More recently, I endeavored to take the Lil’ Kaintuckeean and his Lil’er Sister on an overnight camping trip … away from home.
Along with a friend and one of his progeny, we found the destination of the primitive camp grounds at Fort Boonesborough State Park. Tents were pitched under the protective state historic marker, “Sycamore Hollow.” Although the roadside markers traditionally are found only roadside, here was one in the center of our campground!
The area surrounding this marker was known as “Sycamore Hollow.” Daniel Boone and his small gropu camped here ca. April 1, 1775, and began construction of rough log huts. When Col. Richard Henderson arrived on April 20, 1775, fear of flooding caused him to have the location of the fort moved 300 yards to higher grounds.
We ran no risk of flooding during our dry stay, but it was an incredible feeling to camp on the very same steps where Daniel Boone once laid his head.
Of course, at Boonesborough, history is everywhere. The fort was the first town chartered in the Kentucky territory, in an act by the Virginia legislature in October 1779. It was established in 1775 by the Transylvania Company, the North Carolina outfit established by Richard Henderson. The Transylvania Company hired Boone to lead the expedition into the Kentucky wilderness.
|Illustration of Fort Boonesborough in 1778. George W. Ranck, 1901.|
In was on the banks of the Kentucky at Boonesborough that Boone’s daughter, Jemima, as well as the Callaway girls were kidnapped by an Indian raiding party and later rescued.
|The Kids Enjoying Fort Boonesborough in
Madison County. Author’s Collection.
Fast forward to 1974. In that year, the Commonwealth opened the recreated fort a short distance from where the original fort once stood. Now in its 40th year, the recreated fort remains in excellent condition and is well-operated for those visiting to learn of Kentucky’s history.
I hadn’t been to Fort Boonesborough since probably the fourth grade, but I found the living history museum to be engaging and utterly fascinating. Three settlers’ homes were laid out so that one could see how the settlement evolved with comforts being added over time. Craftsman were on hand to explain to adult and child alike the intricacies of gunsmithing, woodworking, and other trades.
|Walking the Trails at
And of course, the trails between campsite and fort made for great adventure!

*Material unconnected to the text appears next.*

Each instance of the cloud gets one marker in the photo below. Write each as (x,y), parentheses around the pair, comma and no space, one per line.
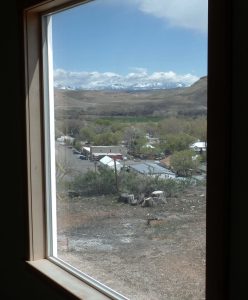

Although we could certainly endeavor to improve our creature comforts at the campsite, the two kiddos and I had a successful and fun weekend of camping and exploring Kentucky’s early history. The campgrounds and fort are open year round, though the fort is only open on the weekends beginning November 1 (winter hours).
Like most of Kentucky, Fort Boonesborough is time well spent!